Funds Sold Only on Web Proliferate
June 21, 1999
Boston may be the birthplace of the traditional mutual fund, but Silicon Valley is quickly becoming known for a different kind of fund.
X.com Funds of Palo Alto, Calif. is creating three funds - two index funds and a money market fund - that will be both sold and serviced exclusively through the Web, according to a June SEC filing.
X.com will not be the first company to introduce such funds. But, it is the latest to do so and its plans may indicate that so-called electronic mutual fund shares, shares which require investors to receive all mailings electronically in return for lower fees, are marketable products and not just novel ideas. And these products are being developed in Silicon Valley, thousands of miles away from the traditional East Coast centers of mutual fund activity in Boston and New York.
The first to introduce such a product, E*Trade, also of Palo Alto, brought out its S&P 500 index fund in February. It now has $23 million under management. E*Trade currently has in registration with the SEC three more such funds. Another Internet company, MetaMarkets.com of Menlo Park, Calif., filed with the SEC in May to create its own actively-managed fund that is also sold and serviced exclusively over the Internet.
X.com is following E*Trade's lead and creating an S&P 500 index fund and is even using the same sub-adviser, Barclay's Global Fund Advisor of San Francisco. But it is also creating a bond index and a money market fund. X.com has also set up a money manager, X.com Asset Management of Palo Alto.
The funds will be sold through an online bank that X.com is establishing. E*Trade itself just announced plans to buy an online bank, Telebanc Financial Corp. of Arlington, Va., but E*Trade officials said they did not know how that might affect mutual fund sales.

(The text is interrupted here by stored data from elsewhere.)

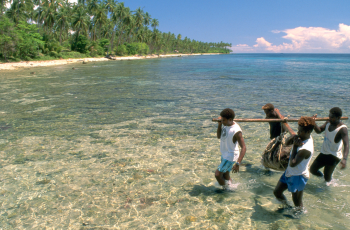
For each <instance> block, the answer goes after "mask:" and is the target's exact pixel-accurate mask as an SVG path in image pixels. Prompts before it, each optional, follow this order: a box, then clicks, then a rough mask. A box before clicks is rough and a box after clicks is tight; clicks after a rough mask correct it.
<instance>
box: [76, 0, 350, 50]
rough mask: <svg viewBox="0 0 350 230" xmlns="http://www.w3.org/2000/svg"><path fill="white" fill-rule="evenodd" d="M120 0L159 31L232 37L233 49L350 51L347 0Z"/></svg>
mask: <svg viewBox="0 0 350 230" xmlns="http://www.w3.org/2000/svg"><path fill="white" fill-rule="evenodd" d="M71 1H74V0H71ZM75 1H76V0H75ZM120 2H122V1H120ZM123 2H124V4H125V6H127V7H130V9H131V10H136V9H137V8H138V7H141V8H142V9H143V10H144V11H145V12H148V13H149V14H150V15H151V17H152V18H156V19H158V20H159V27H158V29H159V30H160V31H162V32H171V33H174V34H176V35H177V34H181V35H182V38H184V37H188V38H190V39H195V40H197V41H203V42H220V41H223V42H226V43H231V44H232V47H231V49H232V51H233V52H235V53H350V13H349V12H350V0H216V1H214V0H125V1H123Z"/></svg>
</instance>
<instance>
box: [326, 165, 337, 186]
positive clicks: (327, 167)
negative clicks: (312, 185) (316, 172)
mask: <svg viewBox="0 0 350 230" xmlns="http://www.w3.org/2000/svg"><path fill="white" fill-rule="evenodd" d="M335 167H337V165H332V166H328V165H327V166H325V167H324V170H323V173H324V179H325V180H326V181H327V182H330V181H331V180H332V175H333V172H334V169H335Z"/></svg>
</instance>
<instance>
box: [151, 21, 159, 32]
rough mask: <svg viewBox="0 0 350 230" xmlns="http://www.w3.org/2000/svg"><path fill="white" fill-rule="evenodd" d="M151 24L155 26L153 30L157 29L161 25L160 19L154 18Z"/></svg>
mask: <svg viewBox="0 0 350 230" xmlns="http://www.w3.org/2000/svg"><path fill="white" fill-rule="evenodd" d="M151 26H152V27H153V30H156V28H157V26H159V21H158V19H155V18H153V19H152V22H151Z"/></svg>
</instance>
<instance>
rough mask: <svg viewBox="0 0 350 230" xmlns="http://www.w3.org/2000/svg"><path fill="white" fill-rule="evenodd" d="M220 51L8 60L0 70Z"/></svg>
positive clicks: (116, 60)
mask: <svg viewBox="0 0 350 230" xmlns="http://www.w3.org/2000/svg"><path fill="white" fill-rule="evenodd" d="M219 54H220V53H203V54H202V53H198V54H164V55H156V54H153V55H146V56H139V55H134V56H127V57H112V58H105V57H102V58H77V59H75V58H69V59H57V60H47V61H21V62H9V63H1V64H0V70H16V69H20V68H33V67H43V66H55V65H67V64H73V63H79V62H80V64H86V63H88V62H96V61H123V60H141V59H152V58H168V57H183V56H197V55H219Z"/></svg>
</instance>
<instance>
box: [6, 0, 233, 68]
mask: <svg viewBox="0 0 350 230" xmlns="http://www.w3.org/2000/svg"><path fill="white" fill-rule="evenodd" d="M0 4H1V5H0V59H2V60H13V61H18V60H32V59H40V58H41V59H47V58H50V57H51V58H70V57H73V58H74V57H88V56H92V57H95V56H104V55H120V56H122V55H135V54H139V55H146V54H166V53H177V52H179V53H229V52H230V50H229V49H227V47H228V46H231V44H229V43H224V42H218V43H213V42H209V43H208V42H201V41H196V40H193V39H192V40H191V39H190V38H188V37H185V38H182V35H181V34H178V35H175V34H173V33H171V32H168V33H165V32H161V31H159V30H158V29H157V27H158V26H159V21H158V19H155V18H152V17H151V15H150V14H149V13H148V12H144V11H143V9H141V8H140V7H139V8H137V9H136V10H130V8H129V7H126V6H125V5H124V2H117V1H115V0H102V1H101V0H78V3H74V4H73V3H70V2H69V1H68V0H55V1H54V0H0ZM7 4H10V7H9V8H7V7H6V5H7Z"/></svg>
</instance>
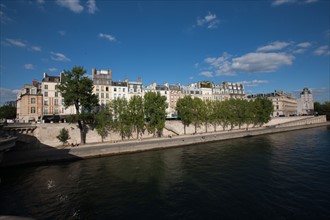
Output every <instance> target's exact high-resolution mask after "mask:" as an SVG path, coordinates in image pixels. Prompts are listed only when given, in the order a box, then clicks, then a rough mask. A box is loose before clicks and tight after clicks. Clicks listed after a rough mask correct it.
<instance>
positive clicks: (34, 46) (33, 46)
mask: <svg viewBox="0 0 330 220" xmlns="http://www.w3.org/2000/svg"><path fill="white" fill-rule="evenodd" d="M31 49H32V50H34V51H41V47H38V46H33V47H31Z"/></svg>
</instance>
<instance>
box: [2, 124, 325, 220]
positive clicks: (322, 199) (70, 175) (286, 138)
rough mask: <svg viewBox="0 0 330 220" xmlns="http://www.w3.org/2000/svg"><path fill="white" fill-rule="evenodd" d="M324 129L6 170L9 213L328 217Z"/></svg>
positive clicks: (36, 215)
mask: <svg viewBox="0 0 330 220" xmlns="http://www.w3.org/2000/svg"><path fill="white" fill-rule="evenodd" d="M329 140H330V130H329V128H326V127H322V128H316V129H308V130H302V131H295V132H286V133H281V134H273V135H265V136H260V137H253V138H243V139H237V140H230V141H223V142H217V143H209V144H202V145H195V146H187V147H182V148H173V149H165V150H159V151H150V152H142V153H136V154H127V155H120V156H111V157H106V158H98V159H90V160H83V161H76V162H72V163H62V164H54V165H50V166H39V167H25V168H22V167H21V168H11V169H6V170H1V171H0V172H1V173H0V174H1V176H0V177H1V181H2V182H1V185H0V186H1V190H0V198H1V200H0V207H1V209H0V210H1V211H0V214H1V215H20V216H29V217H34V218H37V219H108V218H121V219H132V218H141V217H143V218H152V219H155V218H157V219H169V218H172V219H173V218H174V219H214V218H225V219H238V218H251V219H269V218H271V219H286V218H289V219H292V218H300V219H301V218H303V219H316V218H317V219H322V218H324V219H325V218H327V217H328V216H330V212H329V210H328V208H329V207H330V189H329V186H328V185H329V183H330V149H329V148H330V147H329V146H330V141H329Z"/></svg>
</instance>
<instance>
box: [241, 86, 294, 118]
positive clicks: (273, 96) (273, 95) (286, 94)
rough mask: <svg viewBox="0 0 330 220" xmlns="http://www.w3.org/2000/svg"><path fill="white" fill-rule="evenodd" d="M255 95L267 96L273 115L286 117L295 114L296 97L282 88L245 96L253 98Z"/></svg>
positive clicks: (253, 97)
mask: <svg viewBox="0 0 330 220" xmlns="http://www.w3.org/2000/svg"><path fill="white" fill-rule="evenodd" d="M257 97H267V98H268V99H269V100H271V101H272V103H273V107H274V112H273V115H272V116H273V117H288V116H291V115H296V114H297V99H296V98H295V97H293V96H292V95H291V94H289V93H285V92H283V91H282V90H275V92H272V93H266V94H257V95H249V96H247V98H248V99H255V98H257Z"/></svg>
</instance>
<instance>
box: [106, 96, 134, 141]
mask: <svg viewBox="0 0 330 220" xmlns="http://www.w3.org/2000/svg"><path fill="white" fill-rule="evenodd" d="M111 108H112V113H113V117H114V130H115V131H117V132H119V134H120V136H121V139H122V140H124V138H126V137H127V138H130V137H131V136H132V130H133V129H132V116H131V115H130V113H129V109H128V101H127V100H126V99H125V98H117V99H115V100H113V101H112V103H111Z"/></svg>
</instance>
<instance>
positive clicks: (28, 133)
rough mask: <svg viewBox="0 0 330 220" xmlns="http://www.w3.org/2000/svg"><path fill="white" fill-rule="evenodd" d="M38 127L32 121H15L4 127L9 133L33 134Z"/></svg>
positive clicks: (4, 131) (5, 129) (7, 124)
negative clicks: (20, 122)
mask: <svg viewBox="0 0 330 220" xmlns="http://www.w3.org/2000/svg"><path fill="white" fill-rule="evenodd" d="M36 128H37V126H36V125H35V124H31V123H13V124H7V125H3V127H2V129H3V130H4V132H5V133H9V134H29V133H30V134H31V133H33V131H34V130H35V129H36Z"/></svg>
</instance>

The X.com website is now merely serving as a billboard and does not mention specific products. But the site says X.com will begin offering banking, investing, borrowing and insurance services in the fourth quarter of this year. X.com officials did not return calls seeking comment. However, the X.com site posts biographies of senior executives at the company. They include Elon Mustk, chairman and chief executive officer, who founded the Internet company Zip2 Corp. of Mountainview, Calif., in 1995. In February, he sold the company to Compaq Computer Corp. of Houston for over $300 million. Another executive, Harris Fricker, who is president and chief operating officer, most recently was senior vice president and director at Dundee Securities in Toronto, Ont. Both men worked at the Bank of Nova Scotia, according to their biographies. Fricker is listed as president of the funds in the SEC filing.